Marmot, Michael (Gideon) 1945-
MARMOT, Michael (Gideon) 1945-
PERSONAL: Born January 26, 1945 in London, England; immigrated in 1949 to Sydney, Australia, returned to England in 1976; son of Nathan and Alice (Weiner) Marmot; married Alexi Ferster (a writer); children: Andre, Daniel, Deborah. Education: University of Sydney, B.S.C., M.B.B.S., 1968; University of California—Berkeley, M.P.H., 1972, Ph.D., 1975.
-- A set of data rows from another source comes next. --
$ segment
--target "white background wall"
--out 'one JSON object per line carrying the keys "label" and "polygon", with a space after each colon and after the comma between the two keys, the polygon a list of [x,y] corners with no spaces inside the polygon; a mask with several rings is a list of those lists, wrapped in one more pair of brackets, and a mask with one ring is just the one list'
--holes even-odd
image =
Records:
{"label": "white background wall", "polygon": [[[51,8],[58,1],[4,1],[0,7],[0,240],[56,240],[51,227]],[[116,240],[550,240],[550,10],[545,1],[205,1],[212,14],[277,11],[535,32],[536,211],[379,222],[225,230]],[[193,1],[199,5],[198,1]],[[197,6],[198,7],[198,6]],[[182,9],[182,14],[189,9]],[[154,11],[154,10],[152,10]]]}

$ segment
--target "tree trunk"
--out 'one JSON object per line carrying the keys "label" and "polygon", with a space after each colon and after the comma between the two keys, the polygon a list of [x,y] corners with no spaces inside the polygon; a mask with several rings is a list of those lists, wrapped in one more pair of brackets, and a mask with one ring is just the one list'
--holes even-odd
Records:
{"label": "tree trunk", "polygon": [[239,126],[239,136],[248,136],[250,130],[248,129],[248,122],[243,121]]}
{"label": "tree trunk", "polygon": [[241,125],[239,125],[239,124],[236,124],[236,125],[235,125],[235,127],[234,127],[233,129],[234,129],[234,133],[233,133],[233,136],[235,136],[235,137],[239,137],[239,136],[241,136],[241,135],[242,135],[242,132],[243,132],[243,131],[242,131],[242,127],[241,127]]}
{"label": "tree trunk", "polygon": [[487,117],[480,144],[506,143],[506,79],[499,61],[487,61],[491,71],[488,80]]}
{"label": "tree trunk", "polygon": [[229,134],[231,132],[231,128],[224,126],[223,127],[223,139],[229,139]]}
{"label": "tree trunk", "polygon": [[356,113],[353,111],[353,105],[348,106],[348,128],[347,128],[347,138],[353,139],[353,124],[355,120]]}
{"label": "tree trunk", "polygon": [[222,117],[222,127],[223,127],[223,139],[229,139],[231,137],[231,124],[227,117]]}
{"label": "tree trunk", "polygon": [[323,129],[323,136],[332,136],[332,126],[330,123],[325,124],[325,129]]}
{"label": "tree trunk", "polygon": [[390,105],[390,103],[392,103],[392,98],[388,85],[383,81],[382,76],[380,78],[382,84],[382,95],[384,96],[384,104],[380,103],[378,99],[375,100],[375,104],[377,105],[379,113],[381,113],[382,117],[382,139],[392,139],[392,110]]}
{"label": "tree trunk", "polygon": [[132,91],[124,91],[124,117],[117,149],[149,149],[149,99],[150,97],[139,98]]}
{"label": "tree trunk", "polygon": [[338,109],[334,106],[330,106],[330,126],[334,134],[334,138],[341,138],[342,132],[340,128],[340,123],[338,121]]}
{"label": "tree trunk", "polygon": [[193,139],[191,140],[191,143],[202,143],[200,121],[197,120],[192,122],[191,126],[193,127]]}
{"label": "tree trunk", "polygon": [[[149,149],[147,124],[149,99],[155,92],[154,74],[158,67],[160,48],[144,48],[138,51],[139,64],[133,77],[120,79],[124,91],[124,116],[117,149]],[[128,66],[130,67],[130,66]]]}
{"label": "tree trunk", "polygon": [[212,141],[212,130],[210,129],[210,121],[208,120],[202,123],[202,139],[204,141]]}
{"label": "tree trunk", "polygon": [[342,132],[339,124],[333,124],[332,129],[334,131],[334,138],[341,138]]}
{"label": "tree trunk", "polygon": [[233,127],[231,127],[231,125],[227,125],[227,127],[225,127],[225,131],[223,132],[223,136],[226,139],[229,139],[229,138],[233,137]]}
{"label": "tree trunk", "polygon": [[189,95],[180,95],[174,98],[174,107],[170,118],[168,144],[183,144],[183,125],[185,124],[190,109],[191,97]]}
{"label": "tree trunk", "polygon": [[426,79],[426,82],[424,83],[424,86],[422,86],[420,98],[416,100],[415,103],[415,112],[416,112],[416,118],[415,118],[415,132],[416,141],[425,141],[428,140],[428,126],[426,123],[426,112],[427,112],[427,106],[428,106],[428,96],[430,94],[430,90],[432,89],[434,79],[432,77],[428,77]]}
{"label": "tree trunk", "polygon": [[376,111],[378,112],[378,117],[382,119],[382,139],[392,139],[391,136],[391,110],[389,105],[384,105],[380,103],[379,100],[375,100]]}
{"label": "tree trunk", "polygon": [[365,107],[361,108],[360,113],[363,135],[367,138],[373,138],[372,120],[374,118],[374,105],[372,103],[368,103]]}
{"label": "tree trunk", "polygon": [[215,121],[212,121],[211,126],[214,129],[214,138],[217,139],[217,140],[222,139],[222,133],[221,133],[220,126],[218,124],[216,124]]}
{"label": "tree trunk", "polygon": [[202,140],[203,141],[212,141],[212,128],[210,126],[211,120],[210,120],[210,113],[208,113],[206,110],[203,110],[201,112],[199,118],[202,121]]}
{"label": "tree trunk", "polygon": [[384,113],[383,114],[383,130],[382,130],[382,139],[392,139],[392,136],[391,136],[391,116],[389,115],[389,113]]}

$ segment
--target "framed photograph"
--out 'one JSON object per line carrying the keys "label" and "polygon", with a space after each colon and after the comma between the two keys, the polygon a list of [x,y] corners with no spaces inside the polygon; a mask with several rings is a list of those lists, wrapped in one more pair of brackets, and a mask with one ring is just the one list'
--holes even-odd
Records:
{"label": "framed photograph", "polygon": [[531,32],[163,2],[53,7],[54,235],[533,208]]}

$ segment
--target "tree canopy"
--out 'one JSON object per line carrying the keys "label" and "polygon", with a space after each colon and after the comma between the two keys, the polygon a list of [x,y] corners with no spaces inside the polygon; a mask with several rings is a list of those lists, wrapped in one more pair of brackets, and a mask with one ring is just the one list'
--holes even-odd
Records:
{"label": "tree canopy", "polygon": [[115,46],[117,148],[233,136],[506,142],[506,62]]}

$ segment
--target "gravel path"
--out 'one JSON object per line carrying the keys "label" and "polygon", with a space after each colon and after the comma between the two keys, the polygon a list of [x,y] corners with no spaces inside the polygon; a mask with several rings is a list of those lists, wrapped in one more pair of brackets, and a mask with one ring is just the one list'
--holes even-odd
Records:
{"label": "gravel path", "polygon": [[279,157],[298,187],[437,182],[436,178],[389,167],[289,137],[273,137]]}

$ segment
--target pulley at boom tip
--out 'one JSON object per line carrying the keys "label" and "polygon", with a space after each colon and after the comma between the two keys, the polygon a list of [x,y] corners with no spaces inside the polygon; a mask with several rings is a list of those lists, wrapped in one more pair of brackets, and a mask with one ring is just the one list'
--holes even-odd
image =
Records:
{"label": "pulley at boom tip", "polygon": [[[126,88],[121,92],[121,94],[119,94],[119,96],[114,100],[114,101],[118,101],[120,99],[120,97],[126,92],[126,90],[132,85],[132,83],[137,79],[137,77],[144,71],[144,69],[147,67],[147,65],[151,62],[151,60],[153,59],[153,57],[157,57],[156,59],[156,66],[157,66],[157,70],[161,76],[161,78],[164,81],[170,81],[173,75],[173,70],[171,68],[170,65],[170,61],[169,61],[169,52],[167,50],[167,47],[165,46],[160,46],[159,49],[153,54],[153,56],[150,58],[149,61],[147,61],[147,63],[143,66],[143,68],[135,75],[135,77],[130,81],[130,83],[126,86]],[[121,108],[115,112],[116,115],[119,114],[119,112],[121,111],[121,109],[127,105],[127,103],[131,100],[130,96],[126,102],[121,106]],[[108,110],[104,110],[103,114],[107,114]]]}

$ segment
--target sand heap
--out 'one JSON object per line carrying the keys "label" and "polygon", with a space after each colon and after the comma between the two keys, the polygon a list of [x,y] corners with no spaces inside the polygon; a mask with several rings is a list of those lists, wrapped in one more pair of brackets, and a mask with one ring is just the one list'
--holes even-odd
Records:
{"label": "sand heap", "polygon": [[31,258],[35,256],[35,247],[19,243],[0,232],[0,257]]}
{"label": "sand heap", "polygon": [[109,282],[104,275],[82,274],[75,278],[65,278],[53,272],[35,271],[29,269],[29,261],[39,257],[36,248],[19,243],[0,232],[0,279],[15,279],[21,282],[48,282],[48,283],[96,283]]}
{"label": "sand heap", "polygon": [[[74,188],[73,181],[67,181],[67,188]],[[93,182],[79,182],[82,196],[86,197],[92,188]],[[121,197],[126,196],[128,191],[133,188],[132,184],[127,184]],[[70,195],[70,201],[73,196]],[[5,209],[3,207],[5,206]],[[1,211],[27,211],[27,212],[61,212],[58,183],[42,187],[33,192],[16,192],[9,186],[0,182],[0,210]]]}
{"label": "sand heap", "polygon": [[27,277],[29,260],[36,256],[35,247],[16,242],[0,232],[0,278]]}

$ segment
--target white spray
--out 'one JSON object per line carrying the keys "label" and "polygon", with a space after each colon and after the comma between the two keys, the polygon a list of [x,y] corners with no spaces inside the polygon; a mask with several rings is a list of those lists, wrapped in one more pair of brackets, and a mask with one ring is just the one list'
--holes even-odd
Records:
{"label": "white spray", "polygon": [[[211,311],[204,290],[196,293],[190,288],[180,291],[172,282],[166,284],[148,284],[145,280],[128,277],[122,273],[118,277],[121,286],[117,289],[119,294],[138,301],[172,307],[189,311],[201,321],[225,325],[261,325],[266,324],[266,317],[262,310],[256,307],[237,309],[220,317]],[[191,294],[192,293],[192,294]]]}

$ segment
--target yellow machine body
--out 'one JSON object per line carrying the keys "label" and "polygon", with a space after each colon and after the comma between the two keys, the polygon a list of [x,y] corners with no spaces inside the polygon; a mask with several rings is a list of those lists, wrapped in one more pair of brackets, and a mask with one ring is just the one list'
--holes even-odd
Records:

ADDRESSES: Home—London, England. Office—Department of Epidemiology and Public Health, University College London, 1-19 Torrington Place, London WC1E 6BT England. E-mail—m.marmot@ucl.ac.uk
CAREER: Royal Prince Alfred Hospital, Sydney, New South Wales, Australia, resident and fellow, 1969-70; Postgraduate Medical Foundation, Australia, fellow, 1971-72; University of California—Berkeley, Department of Biomedical and Environmental Health Sciences, lecturer, 1975-76; London School of Hygiene and Tropical Medicine (LSHTM), senior lecturer, 1976-85; University College of London (UCL) and Middlesex School of Medicine, consultant in Medical Division 1980-84, professor of epidemiology and public health, 1985—. LSHTM-UCL joint chair, 1990; director of International Centre for Health and Society (ICHS) 1994—; Medical Research Council professorship, 1995—; Harvard School of Public Health, adjunct professor, 2004. Principal investigator of the landmark Whitehall studies on the health of civil servants since the 1980s, and co-Principal Investigator of the Health Surveys for England and Scotland; served on the Independent Inquiry into Inequalities in Health, as well as several international studies of social factors affecting public health, alongside researchers in Eastern Europe, Japan, Finland, and other countries; chairman of the [British] Department of Health Scientific Reference Group on health inequalities, and the [British] National Institute for Clinical Excellence Research and Development Committee; lecturer.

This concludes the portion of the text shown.